The applicant would be paid in cash at the end of the day at a wage ideally equal to 90% of the minimum wage, to assure that applicants would have an incentive to find private sector jobs if they could. But the plan would work even if the applicants were paid the minimum wage. EITC wage supplements could still be provided for low-income workers. The government would provide day care for single mothers who needed such assistance to work. For those who continued to work consistently, vouchers would be provided for health insurance. Eventually funds could even be provided to help with home ownership.
This would provide much better assistance for the poor than the current system. Indeed, it would eliminate all involuntary poverty in America, as work with enough in wages and assistance would always be guaranteed for all of the able-bodied poor. (Those who were disabled and unable to work would receive assistance through other programs.)

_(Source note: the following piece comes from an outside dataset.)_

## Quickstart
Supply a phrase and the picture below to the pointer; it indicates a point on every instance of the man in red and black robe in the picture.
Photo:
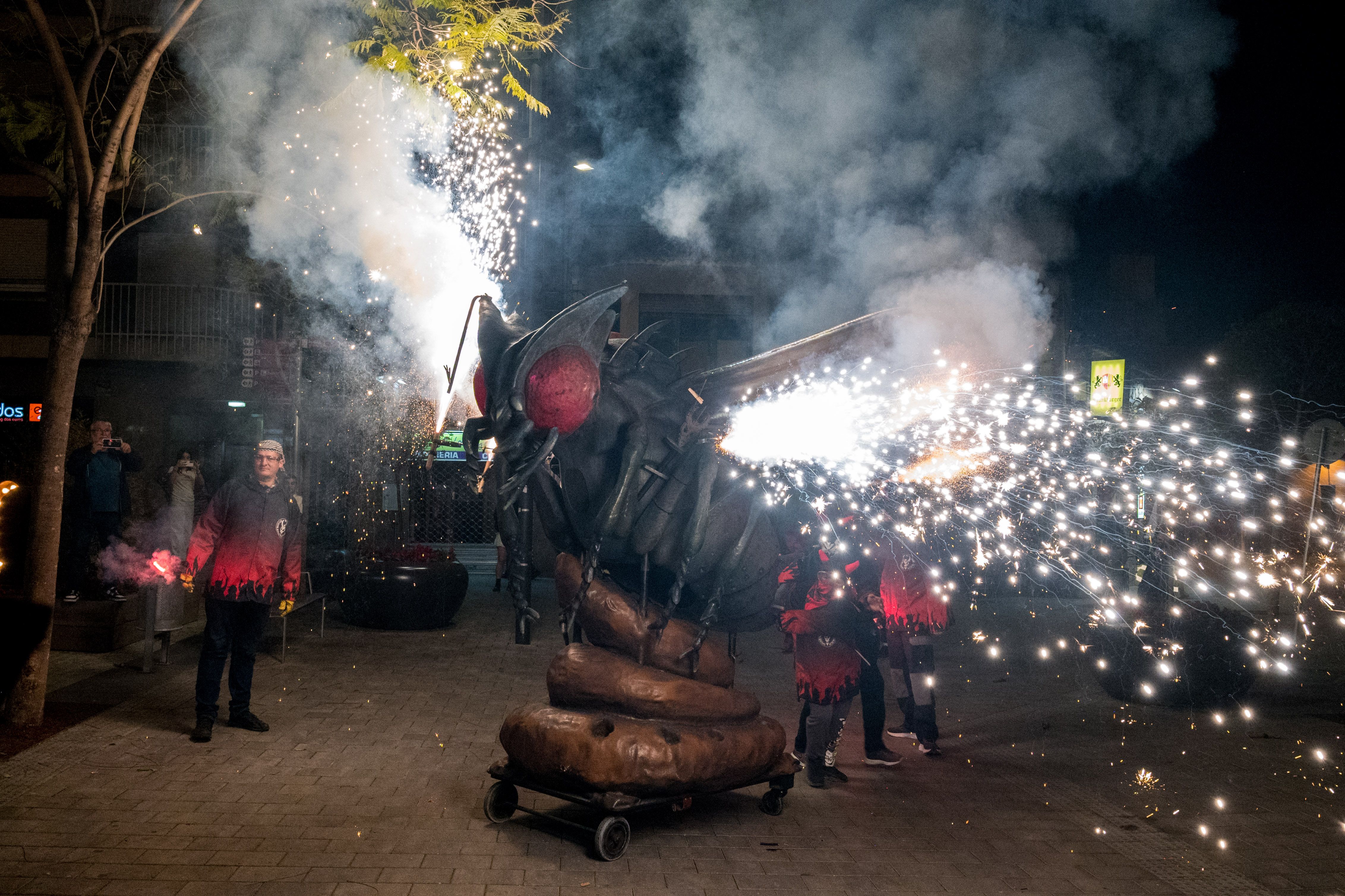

At the same time, all welfare incentives for non-work would be eliminated. Every able-bodied American would have to work to support himself in any event. So there would be no incentive not to take any available jobs. Moreover, those with children would have to work to support them in any event as well. As a result, there would be no incentive from welfare for unwed births and illegitimate pregnancies.
This would be truly revolutionary reform with great appeal and popularity among the American people, rather than the old-fashioned, backward-looking socialism offered by Obama and his left-wing Democrats. Republicans and conservatives need to shake off oppressive Obama domination, and lead America back to prosperity.